Most Texas Jewish histories focus on acculturated Reform Jews who arrived during the frontier days or the cattle era and rapidly integrated into the mainstream. Few histories examine Orthodox Jews who clung to Eastern European foodways and worshipped in synagogues where Old World rabbis, hired and fired at whim, delivered sermons and lessons in Yiddish. Though largely insulated from the rest of the city, this isolated enclave could not seal itself off from the 1921 rains that deluged San Antonio. Gurwitz’s eyewitness account adds to descriptions of the city’s worst recorded floods when he writes that “there was grave danger that [End Page 400] the entire synagogue building might be washed away. … The benches were floating” (310).

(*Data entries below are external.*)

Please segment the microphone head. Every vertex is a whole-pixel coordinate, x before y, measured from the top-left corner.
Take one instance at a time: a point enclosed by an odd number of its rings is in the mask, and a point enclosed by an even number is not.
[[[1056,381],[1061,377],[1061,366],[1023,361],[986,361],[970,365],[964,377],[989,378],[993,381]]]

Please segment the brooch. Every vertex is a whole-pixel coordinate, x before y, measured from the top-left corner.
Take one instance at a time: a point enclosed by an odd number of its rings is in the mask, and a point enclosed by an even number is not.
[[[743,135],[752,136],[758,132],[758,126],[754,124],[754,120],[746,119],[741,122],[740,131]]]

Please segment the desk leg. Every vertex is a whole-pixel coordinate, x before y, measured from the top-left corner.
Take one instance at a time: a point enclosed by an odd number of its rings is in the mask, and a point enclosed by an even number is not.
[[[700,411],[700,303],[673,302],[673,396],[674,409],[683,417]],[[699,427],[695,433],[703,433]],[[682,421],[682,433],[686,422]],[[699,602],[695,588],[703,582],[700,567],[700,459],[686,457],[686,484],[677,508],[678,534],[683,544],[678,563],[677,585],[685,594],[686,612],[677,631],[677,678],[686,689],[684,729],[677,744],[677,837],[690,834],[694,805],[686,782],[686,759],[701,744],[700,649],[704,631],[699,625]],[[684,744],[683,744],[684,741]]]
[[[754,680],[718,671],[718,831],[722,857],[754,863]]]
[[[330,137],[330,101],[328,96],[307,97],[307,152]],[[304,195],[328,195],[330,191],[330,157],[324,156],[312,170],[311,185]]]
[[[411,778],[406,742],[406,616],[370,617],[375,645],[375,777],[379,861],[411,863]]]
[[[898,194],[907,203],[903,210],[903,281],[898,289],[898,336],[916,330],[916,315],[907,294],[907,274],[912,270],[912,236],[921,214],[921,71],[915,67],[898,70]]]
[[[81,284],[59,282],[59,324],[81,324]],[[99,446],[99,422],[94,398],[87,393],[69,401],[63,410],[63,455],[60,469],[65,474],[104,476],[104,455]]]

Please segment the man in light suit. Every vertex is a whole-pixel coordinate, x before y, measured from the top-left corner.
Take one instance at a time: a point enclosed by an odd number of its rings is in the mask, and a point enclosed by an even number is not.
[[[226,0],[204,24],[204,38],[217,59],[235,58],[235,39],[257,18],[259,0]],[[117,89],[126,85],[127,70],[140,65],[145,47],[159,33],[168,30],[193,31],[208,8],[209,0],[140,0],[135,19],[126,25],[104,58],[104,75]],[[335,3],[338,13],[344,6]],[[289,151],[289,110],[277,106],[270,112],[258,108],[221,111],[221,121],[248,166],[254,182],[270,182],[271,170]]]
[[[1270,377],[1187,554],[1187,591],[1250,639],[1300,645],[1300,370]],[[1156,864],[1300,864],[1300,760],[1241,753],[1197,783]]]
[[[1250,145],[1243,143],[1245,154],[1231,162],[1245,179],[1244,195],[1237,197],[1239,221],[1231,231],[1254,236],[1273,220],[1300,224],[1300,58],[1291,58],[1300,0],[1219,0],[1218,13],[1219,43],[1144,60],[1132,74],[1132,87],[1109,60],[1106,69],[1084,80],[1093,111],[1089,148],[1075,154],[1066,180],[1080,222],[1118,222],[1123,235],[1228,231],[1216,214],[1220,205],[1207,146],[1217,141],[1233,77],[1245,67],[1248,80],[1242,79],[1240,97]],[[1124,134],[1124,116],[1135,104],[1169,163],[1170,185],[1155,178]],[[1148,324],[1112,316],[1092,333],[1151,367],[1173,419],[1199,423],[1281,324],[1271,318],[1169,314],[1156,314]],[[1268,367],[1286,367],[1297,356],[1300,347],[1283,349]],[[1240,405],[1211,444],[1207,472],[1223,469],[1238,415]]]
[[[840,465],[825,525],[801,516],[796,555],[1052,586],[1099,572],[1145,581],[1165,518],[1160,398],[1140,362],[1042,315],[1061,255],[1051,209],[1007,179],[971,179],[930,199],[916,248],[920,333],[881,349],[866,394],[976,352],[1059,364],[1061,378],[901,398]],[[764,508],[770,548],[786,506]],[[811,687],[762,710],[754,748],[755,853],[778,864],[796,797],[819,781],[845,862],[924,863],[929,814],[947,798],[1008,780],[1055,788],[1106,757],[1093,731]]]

Gurwitz immigrated to Texas via the Galveston Movement, a channel that from 1907 to 1913 delivered 10,000 Eastern European Jews to the Gulf Coast island. Memories of Two Generations provides the only first-person published account of the complete journey, starting with his family’s departure from the shtetl. “Half the town accompanied us to the station,” he writes (273). As the train left Russia behind, Gurwitz recalls, “We took deep breaths … free at last from Tsar Nicholas and his miserable agents” (276). However, as the Gurwitz family continued across German soil to the Baltic Sea, agents working for the Galveston Movement were rude and condescending; fellow émigrés traveling in steerage were pushy and coarse. “I saw at once this was to be no pleasure trip” (277). Gurwitz paid to upgrade his shipboard accommodations, thus skirting “this gehinnom” (279), the Hebrew term for the cursed place where ancient kings of Judah sacrificed their children by fire. This Old Testament analogy is among dozens intertwined throughout the memoir, making Gurwitz’s autobiography a treasure for biblical scholars as well as ethnographers and urban historians. What’s more, the Yiddish rhythm and Talmudic reasoning throughout the text make this primary source a delight to read.